Hope Children’s Home not only feeds, clothes and educates the children in their care, but also have the mission to encourage the orphans to strive to become the next generation of leaders. We seek to do this by instilling identity, faith, creating self-sufficient communities, teaching social justice, and emphasising the importance of an excellent education and leadership training.

Most of the children are orphans who come from poor family backgrounds. They have lost one or both parents from epidemics like HIV (Aids), hunger, ethnic violence, accidents or just common diseases like malaria and typhoid. Due to their poor environment the children often end up in the streets and in search for food. Hope Children’s Home rescues the children from such dangerous situations and provide them with care, food, education and accommodation. The orphanage is now home to over 23 orphans. There is 5 staff that looks after the children and there is a primary school onsite.

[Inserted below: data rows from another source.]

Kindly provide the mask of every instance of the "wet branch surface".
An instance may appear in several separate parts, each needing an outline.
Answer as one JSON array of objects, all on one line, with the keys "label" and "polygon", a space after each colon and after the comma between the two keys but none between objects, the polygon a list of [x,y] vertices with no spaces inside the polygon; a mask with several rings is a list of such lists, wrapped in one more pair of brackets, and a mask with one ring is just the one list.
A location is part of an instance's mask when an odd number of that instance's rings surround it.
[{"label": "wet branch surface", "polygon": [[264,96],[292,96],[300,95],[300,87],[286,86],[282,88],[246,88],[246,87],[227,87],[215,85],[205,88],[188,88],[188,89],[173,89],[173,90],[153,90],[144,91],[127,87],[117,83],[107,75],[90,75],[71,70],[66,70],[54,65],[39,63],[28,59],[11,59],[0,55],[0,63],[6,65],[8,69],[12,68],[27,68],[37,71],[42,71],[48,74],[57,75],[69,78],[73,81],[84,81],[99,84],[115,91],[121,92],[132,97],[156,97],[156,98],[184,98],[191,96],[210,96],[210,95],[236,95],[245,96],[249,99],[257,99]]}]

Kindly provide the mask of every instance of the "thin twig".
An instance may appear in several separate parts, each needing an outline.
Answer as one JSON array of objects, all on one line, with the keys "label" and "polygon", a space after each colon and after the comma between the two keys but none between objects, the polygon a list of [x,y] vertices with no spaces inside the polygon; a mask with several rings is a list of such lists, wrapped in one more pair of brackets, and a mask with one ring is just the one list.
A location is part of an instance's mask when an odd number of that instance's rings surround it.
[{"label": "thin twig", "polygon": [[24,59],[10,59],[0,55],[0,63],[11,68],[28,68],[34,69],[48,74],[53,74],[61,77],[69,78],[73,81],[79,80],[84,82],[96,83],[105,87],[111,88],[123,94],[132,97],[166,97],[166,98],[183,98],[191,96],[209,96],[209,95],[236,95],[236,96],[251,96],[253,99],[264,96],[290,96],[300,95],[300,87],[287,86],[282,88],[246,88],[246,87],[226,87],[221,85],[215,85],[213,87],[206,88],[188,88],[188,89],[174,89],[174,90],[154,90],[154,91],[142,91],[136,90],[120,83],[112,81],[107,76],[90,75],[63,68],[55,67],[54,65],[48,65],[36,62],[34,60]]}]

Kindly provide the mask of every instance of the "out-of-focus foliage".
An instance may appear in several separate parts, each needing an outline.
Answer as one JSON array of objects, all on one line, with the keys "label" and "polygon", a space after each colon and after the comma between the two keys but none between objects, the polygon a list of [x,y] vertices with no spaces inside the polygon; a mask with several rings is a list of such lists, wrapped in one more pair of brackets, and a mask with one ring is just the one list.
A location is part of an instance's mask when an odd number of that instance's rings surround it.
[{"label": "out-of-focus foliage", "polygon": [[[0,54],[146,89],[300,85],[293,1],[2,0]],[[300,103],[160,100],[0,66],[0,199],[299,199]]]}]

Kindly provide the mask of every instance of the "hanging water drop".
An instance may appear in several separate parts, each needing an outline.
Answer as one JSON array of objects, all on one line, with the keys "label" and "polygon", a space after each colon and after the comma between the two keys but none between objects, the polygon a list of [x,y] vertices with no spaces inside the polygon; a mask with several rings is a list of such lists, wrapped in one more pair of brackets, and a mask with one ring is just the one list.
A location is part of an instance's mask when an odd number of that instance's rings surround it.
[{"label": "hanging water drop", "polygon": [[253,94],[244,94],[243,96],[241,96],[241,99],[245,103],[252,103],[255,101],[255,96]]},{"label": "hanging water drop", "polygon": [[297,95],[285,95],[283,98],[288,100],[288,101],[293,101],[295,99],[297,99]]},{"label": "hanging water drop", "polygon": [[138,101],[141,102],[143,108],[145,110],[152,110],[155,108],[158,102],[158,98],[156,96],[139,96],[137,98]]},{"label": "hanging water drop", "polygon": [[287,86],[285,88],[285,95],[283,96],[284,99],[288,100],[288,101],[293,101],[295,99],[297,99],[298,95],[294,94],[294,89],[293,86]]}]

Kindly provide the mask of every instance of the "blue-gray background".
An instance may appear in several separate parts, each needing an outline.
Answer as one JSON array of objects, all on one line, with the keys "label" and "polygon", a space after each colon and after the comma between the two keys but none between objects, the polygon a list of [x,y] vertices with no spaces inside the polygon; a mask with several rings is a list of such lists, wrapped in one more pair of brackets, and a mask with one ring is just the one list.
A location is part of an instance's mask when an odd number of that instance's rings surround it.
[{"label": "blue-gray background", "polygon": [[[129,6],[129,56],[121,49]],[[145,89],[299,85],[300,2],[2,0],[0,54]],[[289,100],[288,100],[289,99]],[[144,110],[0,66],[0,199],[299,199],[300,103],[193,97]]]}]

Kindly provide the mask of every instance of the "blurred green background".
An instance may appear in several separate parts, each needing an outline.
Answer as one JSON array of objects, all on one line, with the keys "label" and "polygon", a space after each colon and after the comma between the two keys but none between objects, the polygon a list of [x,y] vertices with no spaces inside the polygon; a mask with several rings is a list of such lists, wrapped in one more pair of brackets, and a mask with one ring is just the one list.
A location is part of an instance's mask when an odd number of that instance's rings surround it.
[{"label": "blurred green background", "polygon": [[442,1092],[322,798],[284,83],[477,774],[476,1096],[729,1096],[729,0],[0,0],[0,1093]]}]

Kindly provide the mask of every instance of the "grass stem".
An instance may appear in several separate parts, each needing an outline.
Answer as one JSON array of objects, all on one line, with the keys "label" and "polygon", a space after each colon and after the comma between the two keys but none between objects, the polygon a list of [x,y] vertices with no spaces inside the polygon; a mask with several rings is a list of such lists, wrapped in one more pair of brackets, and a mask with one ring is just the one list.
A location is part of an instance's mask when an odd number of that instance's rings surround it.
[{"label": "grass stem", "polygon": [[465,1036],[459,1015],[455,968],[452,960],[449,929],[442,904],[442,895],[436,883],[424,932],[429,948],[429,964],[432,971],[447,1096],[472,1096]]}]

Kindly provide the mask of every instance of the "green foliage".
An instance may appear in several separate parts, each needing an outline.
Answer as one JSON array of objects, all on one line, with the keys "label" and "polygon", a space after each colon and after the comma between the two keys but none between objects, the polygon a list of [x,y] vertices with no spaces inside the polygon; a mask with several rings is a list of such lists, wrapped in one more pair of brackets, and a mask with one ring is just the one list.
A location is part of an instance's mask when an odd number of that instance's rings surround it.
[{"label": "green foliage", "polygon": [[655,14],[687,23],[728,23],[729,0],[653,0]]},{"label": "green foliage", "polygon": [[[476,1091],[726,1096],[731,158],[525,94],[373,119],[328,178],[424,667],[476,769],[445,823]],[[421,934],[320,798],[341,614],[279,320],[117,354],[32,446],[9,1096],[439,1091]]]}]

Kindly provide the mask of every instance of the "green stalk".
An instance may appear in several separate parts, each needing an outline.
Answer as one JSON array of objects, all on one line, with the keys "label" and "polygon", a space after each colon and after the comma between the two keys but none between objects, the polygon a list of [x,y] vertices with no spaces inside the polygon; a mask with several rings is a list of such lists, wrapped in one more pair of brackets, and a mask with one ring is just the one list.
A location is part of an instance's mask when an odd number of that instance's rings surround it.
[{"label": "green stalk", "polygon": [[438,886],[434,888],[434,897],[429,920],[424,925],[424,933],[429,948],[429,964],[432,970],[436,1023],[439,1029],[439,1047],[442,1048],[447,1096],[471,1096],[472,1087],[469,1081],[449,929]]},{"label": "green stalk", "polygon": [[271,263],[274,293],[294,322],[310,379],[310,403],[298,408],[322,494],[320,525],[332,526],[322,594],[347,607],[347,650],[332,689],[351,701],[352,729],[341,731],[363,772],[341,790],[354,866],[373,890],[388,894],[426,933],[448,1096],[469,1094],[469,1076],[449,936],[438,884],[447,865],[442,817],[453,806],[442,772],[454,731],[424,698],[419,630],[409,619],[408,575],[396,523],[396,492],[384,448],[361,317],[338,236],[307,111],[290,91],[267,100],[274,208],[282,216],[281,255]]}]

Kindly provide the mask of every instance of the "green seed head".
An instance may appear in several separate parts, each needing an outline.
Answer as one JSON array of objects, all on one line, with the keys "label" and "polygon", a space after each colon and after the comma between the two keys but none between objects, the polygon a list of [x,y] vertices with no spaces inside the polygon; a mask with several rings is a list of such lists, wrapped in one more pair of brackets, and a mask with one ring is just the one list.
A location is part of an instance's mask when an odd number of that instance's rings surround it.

Hope Children’s Home aims to make the orphanage as sustainable and self-sufficient as possible. One of the ways we want to do that is by helping to start small agri-enterprises to support our programmes

Food and Nutrition Program
In addition to providing shelter, the Home caters for the daily nutritional needs of the OVCs under our care and in the neighborhood.

Education program
The OVCs under our care are under a full educational sponsorship program up to secondary school level. Eight of them have also benefitted through post-secondary sponsorship to pursue education in middle level colleges, courtesy of partners. The sponsorship includes school uniforms, stationery and field study tours. There is also a leadership development component under this program that ensures children’s leadership capacities are developed while at a young age. The other children from the community benefit from this program.

Healthcare program
We take the health of the OVCs seriously because we know and believe that a healthy child is a successful child. The management organizes periodical free medical camps where the children’s health is well checked and relevant and appropriate medication administered. Those who fall ill are referred to the local dispensary.

Bible Club program
The home is built on a Christian foundation, to help children grow in the fear of God, Bible Club program was initiated. We believe through the program the home will develop future missionaries

Mentorship program
Hands o Hope Foundation seeks to deploy and implement evidence-based, sustainable, high quality essential programmes that strengthen the capacity of OVCs to cope with their problems, mobilize resources to help them transition smoothly to the community upon attaining the age of 18.